Наум Клейман – Этюды об Эйзенштейне и Пушкине (страница 2)
Здесь не место описывать проблемы и сложности, с которыми мы тогда столкнулись, пытаясь вернуть в фильм все вырезанные кадры. На первых порах мы допускали ошибки и неточности из-за неразвитости кинотекстологии – от неосознанности нами ее принципов и законов. Только в канун 1975 года, когда фильму исполнялось 50 лет, Госкино и «Мосфильм» приняли предложение Комиссии по творческому наследству Эйзенштейна восстановить и выпустить в прокат озвученную музыкой версию «Броненосца». Нам удалось, наконец, выписать из зарубежных киноархивов хранившиеся там старые копии. Пополняя дубль-негатив почти всеми некогда утраченными кадрами, мы старались вернуть и авторский монтаж картины. Но кое-что исправить тогда не удалось. Лишь к 2005 году наш мюнхенский коллега Энно Паталас, обнаружив в Британии полную узкопленочную копию фильма, вставил последние пропавшие изображения, восстановил титры в подлинной графике, вернул эпиграф, дважды смененный цензурой.

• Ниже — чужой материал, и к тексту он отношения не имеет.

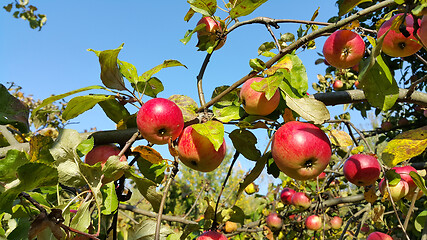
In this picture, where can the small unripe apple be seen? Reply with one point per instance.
(379, 236)
(313, 222)
(209, 34)
(397, 191)
(255, 103)
(159, 120)
(301, 200)
(336, 222)
(386, 126)
(301, 150)
(274, 221)
(344, 49)
(197, 151)
(211, 235)
(286, 195)
(362, 169)
(337, 85)
(230, 227)
(395, 43)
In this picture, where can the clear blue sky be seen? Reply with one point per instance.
(54, 60)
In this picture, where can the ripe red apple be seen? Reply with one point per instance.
(101, 153)
(379, 236)
(313, 222)
(274, 222)
(301, 200)
(301, 150)
(344, 49)
(336, 222)
(159, 120)
(197, 151)
(337, 85)
(286, 195)
(362, 169)
(212, 235)
(255, 103)
(397, 191)
(209, 34)
(386, 126)
(395, 43)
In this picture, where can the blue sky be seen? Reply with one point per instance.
(54, 60)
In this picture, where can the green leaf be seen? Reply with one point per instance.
(110, 203)
(54, 98)
(244, 141)
(81, 104)
(187, 105)
(110, 73)
(147, 188)
(309, 108)
(245, 7)
(13, 111)
(348, 5)
(114, 110)
(81, 221)
(213, 130)
(9, 165)
(205, 7)
(405, 146)
(419, 181)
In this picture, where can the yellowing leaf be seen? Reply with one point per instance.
(340, 138)
(149, 154)
(405, 146)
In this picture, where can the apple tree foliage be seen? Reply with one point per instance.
(47, 191)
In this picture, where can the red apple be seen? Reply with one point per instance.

Сравнивая монтаж в разных копиях фильма и стараясь понять, какая из них ближе к оригиналу, поневоле задаешься вопросом об авторском замысле. Еще в Госфильмофонде, потом на Мосфильме, я то и дело обнаруживал в «Потёмкине» мотивы и темы, которые не укладывались в прокрустово ложе утвердившихся трактовок его смысла и стиля. С момента премьеры в Большом театре нас уверяли, что «Броненосец» призывает к революции, воспевает ее и учит ей. Той же трактовкой, основанной просто на материале событий 1905 года, «подрывной» фильм был запрещен во многих государствах, либо цензура требовала смягчить его, вырезая и переклеивая кадры. Чем полнее при реконструкции оказывалось изображение, чем точнее выстраивался его монтажный порядок, тем яснее становилось, что фильм несет с экрана в жизнь совсем иную весть.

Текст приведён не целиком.